La competitividad se ha convertido en un asunto vital para las empresas y los gobiernos, ya no como una simple estrategia para que las firmas inviertan sus mercados, sino como un factor clave en el desarrollo de los países y las regiones específicamente.

Existen dos tendencias que con especial énfasis definen las nuevas reglas del juego en la economía mundial: la globalización y la regionalización de las unidades económicas. Estos fenómenos no constituyen tendencias temporales que se puedan ignorar, por el contrario son cambios inexorables en la naturaleza de la competencia que los líderes deben aceptar. El actual gobierno ejerce su mandato bajo un gobierno de partido y una economía de mercado, que no le está dando los mejores resultados.

En competitividad estamos entre los dos últimos lugares a nivel nacional, con una calificación del 2.38%, lo que indica la gravedad en este aspecto, de que si no existe competitividad cómo va a haber productividad y desarrollo. Una de nuestras dos grandes falencias, aunada a la productividad donde hemos descendido de manera estrepitosa.

No obstante, queda suficientemente evidenciado que si algo tiene nuestro departamento en el momento son oportunidades, las cuales no han sido suficientemente aprovechadas por falta de un proceso de construcción regional, sistemático, planificado y sostenido, donde se comience por establecer las metas integrales y de largo plazo y se defina con claridad la dirección estratégica que conduzca al cumplimiento de dichas metas. Una de esas fallas es la falta de articulación entre la Secretaria de Desarrollo Económico Departamental y los municipios, donde no fluye la información o los factores que conforman la calificación de la competitividad a nivel departamento.

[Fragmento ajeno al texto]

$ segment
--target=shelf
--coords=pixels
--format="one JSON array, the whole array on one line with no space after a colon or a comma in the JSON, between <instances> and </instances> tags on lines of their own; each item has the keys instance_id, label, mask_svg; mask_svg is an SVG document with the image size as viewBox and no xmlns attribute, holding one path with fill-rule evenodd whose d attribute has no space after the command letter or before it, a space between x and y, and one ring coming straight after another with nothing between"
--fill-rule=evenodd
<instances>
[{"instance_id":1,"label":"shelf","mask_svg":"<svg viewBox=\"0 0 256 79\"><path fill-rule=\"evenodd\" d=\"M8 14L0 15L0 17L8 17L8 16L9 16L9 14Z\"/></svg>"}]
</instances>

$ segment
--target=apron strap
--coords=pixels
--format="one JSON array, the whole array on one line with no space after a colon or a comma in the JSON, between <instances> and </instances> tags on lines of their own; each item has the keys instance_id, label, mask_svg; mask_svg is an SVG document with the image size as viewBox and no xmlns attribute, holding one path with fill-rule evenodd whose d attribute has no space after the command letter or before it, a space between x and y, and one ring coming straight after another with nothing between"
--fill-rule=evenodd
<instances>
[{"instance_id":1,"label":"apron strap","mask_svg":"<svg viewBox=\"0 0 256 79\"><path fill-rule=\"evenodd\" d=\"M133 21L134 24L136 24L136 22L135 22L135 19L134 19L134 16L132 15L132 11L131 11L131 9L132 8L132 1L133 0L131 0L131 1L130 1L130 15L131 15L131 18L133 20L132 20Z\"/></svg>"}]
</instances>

Dentro de los factores que componen la plataforma regional de La Guajira, se encuentran muchas deficiencias:

Una de las más graves debilidades es la preparación de su capital humano, uno de los factores más importantes a considerar en el momento de desarrollar una estrategia de competitividad, ya que como proceso dinámico que es, este depende y es impulsado por un recurso humano altamente calificado y creativo.

En cuanto a la educación superior, vale destacar que existe un centro de investigación y desarrollo tecnológico, en ciencia y tecnología en la Universidad de La Guajira, que está preparando el profesional que demanda el desarrollo productivo de la región, pero todavía hay que avanzar mucho en este aspecto en el área de investigación donde somos casi nulos.

Uniguajira en la era de la licenciada Maritza León Vanegas y bajo la batuta hoy del ingeniero Carlos Robles Julio, ha avanzado significativamente, especialmente en la acreditación de programas académicos donde nuestra universidad ocupa uno de los primeros lugares a nivel regional. En términos de la formación técnica, si bien el Sena se ha constituido en un gran soporte, el problema se presenta en el momento en que dada la baja cobertura de la educación básica, esta deficiencia debe ser asumida por dicha institución, lo cual retrasa y desorienta la preparación técnica que se requiere.

Las deficiencias notorias señaladas anteriormente y otras como servicios públicos, infraestructura de conectividad, educación, medio ambiente, entre otros, explican en buena medida los pobres resultados obtenidos hasta el momento en los principales renglones de la economía guajira.